Интересно поведение леммингов при приближении к ним человека. Сначала они пытаются спастись бегством или спрятаться за какое-нибудь прикрытие. Но так как в тундре местность открытая и спрятаться там негде, а бегством от человека не спасешься, то в таких случаях зверок оборачивался к своему противнику, приседал на задние лапки, поднимал голову и, угрожающе щелкая зубами, с громким писком принимал оборонительное положение. Иногда эта храбрость отчаяния доходила до того, что он весьма недвусмысленно обнаруживал попытку к нападению первым, делая несколько коротких прыжков по направлению к человеку.
Не менее интересную картину мне пришлось однажды наблюдать из окна своей квартиры.
Перед окнами моей комнаты, в 5 метрах от дома, находится усыпанная песком площадка. Вокруг этой площадки возвышаются небольшие песчаные холмики, покрытые чахлой растительностью. В этих холмиках пеструшки вырыли множество норок, в которые они скрывались во время непогоды или в минуту опасности. Там же ютились заболевшие и умирающие. В ясные солнечные дни больные пеструшки вылезали из своих убежищ на площадку погреться на солнце. Как по своему наружному виду, так и по поведению они заметно отличались от своих здоровых собратьев. Вялость движений, вз’ерошенная, торчащая в разные стороны шерсть, безучастное отношение к окружающему были характерными признаками заболевания. И вот как только такая пеструшка усаживалась на средине площадки, сейчас же вокруг нее собиралась группа здоровых и терпеливо (иногда около часа) ожидала ее смерти. При появлении первых признаков агонии голодные лемминги вплотную придвигались к умирающей и вдруг впивались в нее зубами.
Через 20–30 минут от нее оставались только шкурка и кости.
С наступлением зимы лемминги куда-то исчезли. Ушли ли они глубоко под снег, продвинулись ли дальше в юго-западном направлении или же погибли от эпидемии — неизвестно. Но тундра внезапно опустела, волки, для которых пеструшки служили обильной пищей, возобновили свои нападения на стада оленей.
Отразилось исчезновение леммингов и на поведении оленей: они начали разбегаться из стада, преследуя отдельных пеструшек и жадно их поедая.

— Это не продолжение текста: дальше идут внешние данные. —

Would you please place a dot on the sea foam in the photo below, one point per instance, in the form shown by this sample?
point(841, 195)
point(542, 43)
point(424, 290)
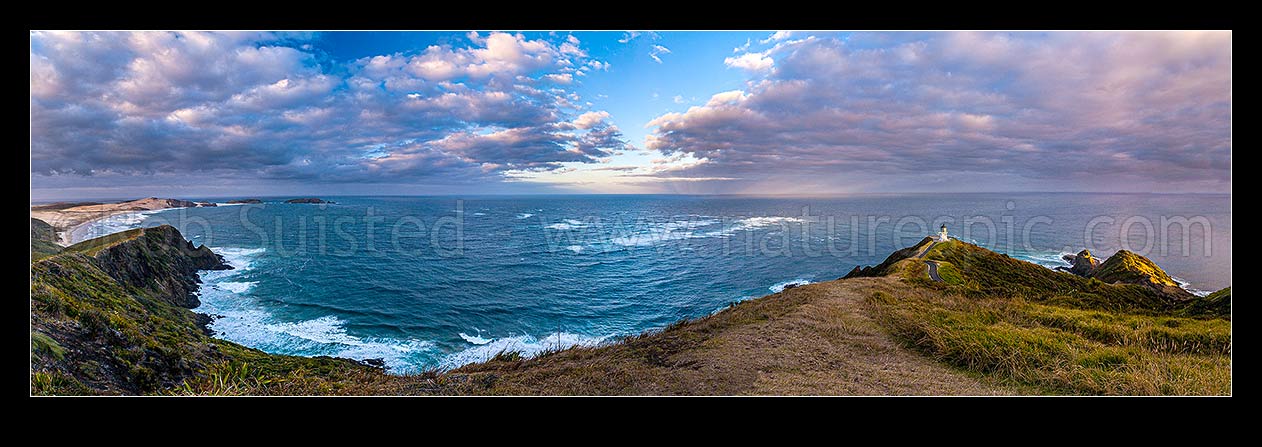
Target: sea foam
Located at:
point(244, 320)
point(526, 345)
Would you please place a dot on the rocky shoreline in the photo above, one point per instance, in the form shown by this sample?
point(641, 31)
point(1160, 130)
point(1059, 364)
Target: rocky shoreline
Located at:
point(67, 217)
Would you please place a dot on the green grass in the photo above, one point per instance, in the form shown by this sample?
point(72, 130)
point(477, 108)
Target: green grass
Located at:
point(1063, 350)
point(1130, 268)
point(94, 245)
point(44, 344)
point(949, 274)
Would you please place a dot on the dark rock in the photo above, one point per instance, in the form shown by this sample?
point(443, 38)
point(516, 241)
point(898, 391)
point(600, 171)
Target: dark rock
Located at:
point(308, 200)
point(159, 259)
point(203, 322)
point(1131, 268)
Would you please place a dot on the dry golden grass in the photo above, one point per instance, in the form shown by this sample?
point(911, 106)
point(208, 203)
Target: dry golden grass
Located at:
point(813, 340)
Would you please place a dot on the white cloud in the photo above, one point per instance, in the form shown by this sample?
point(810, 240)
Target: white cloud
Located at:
point(754, 62)
point(775, 37)
point(656, 51)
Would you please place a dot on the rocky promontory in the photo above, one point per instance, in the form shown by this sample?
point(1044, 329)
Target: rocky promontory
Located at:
point(308, 200)
point(66, 216)
point(1126, 267)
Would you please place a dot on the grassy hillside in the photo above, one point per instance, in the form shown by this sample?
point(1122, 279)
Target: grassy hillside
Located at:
point(993, 326)
point(1130, 268)
point(1024, 325)
point(43, 240)
point(95, 330)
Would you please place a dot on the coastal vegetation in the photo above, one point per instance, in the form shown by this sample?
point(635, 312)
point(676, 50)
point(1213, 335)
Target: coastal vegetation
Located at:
point(112, 316)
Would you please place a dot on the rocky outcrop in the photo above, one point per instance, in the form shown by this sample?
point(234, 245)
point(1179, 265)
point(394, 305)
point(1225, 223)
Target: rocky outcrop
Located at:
point(1130, 268)
point(882, 269)
point(308, 200)
point(42, 231)
point(43, 239)
point(158, 259)
point(109, 316)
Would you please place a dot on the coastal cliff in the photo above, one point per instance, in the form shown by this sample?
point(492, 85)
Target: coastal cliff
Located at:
point(109, 316)
point(157, 259)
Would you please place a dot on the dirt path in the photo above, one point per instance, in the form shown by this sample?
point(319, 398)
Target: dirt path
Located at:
point(933, 270)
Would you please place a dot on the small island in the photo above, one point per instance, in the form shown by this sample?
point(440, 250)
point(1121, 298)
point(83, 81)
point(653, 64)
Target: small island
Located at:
point(308, 200)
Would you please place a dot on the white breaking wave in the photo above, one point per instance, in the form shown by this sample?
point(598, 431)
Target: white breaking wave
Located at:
point(780, 287)
point(752, 224)
point(526, 345)
point(569, 224)
point(1053, 260)
point(477, 339)
point(110, 225)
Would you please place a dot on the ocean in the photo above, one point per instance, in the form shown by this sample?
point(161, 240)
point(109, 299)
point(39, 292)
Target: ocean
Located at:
point(439, 282)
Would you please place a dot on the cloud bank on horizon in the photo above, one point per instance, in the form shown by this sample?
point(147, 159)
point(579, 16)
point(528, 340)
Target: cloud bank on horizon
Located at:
point(817, 113)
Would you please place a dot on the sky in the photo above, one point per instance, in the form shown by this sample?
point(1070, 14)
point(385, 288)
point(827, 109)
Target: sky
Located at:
point(196, 114)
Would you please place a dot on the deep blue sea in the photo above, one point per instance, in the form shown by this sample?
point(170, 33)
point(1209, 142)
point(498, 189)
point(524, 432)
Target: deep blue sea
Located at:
point(424, 282)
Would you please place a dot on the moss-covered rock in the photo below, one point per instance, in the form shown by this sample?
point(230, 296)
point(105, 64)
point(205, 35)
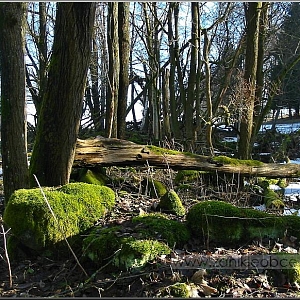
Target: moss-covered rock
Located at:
point(177, 290)
point(93, 176)
point(124, 252)
point(155, 188)
point(136, 253)
point(225, 223)
point(76, 207)
point(273, 200)
point(159, 226)
point(185, 176)
point(236, 162)
point(95, 246)
point(171, 203)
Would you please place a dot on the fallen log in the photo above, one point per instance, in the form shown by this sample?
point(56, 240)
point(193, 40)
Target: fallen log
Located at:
point(101, 151)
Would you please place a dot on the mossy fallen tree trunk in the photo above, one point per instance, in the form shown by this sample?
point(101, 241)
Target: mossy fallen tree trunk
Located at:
point(115, 152)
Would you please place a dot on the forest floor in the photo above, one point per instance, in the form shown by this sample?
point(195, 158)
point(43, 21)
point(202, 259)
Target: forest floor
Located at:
point(43, 277)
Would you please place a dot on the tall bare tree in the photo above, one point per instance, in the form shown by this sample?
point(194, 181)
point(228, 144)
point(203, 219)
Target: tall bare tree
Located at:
point(59, 120)
point(13, 110)
point(252, 14)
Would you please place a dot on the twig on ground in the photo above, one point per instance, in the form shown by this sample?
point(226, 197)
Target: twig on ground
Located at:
point(4, 233)
point(62, 230)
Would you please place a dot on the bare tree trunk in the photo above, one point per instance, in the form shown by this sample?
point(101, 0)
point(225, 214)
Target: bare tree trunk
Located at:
point(113, 70)
point(59, 120)
point(166, 104)
point(252, 12)
point(190, 101)
point(13, 111)
point(172, 90)
point(124, 51)
point(206, 49)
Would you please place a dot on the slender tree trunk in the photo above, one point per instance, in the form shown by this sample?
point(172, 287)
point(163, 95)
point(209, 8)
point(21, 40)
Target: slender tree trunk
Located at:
point(206, 49)
point(252, 12)
point(172, 90)
point(166, 104)
point(113, 70)
point(43, 50)
point(263, 30)
point(94, 70)
point(124, 51)
point(13, 110)
point(190, 102)
point(59, 121)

Очевидно, бескормица, явившаяся следствием гололедицы, и потребность в животной белковой пище заставили оленей питаться таким образом.
Весною 1929 года, по приезде моем в Тиманскую тундру, нигде уже нельзя было встретить пеструшек. Не видно было и их трупов. Вероятно, песцы и лисицы, а также хищники из царства пернатых — канюки, вороны и чайки — эти естественные санитары тундры, уничтожили последние следы редкого нашествия.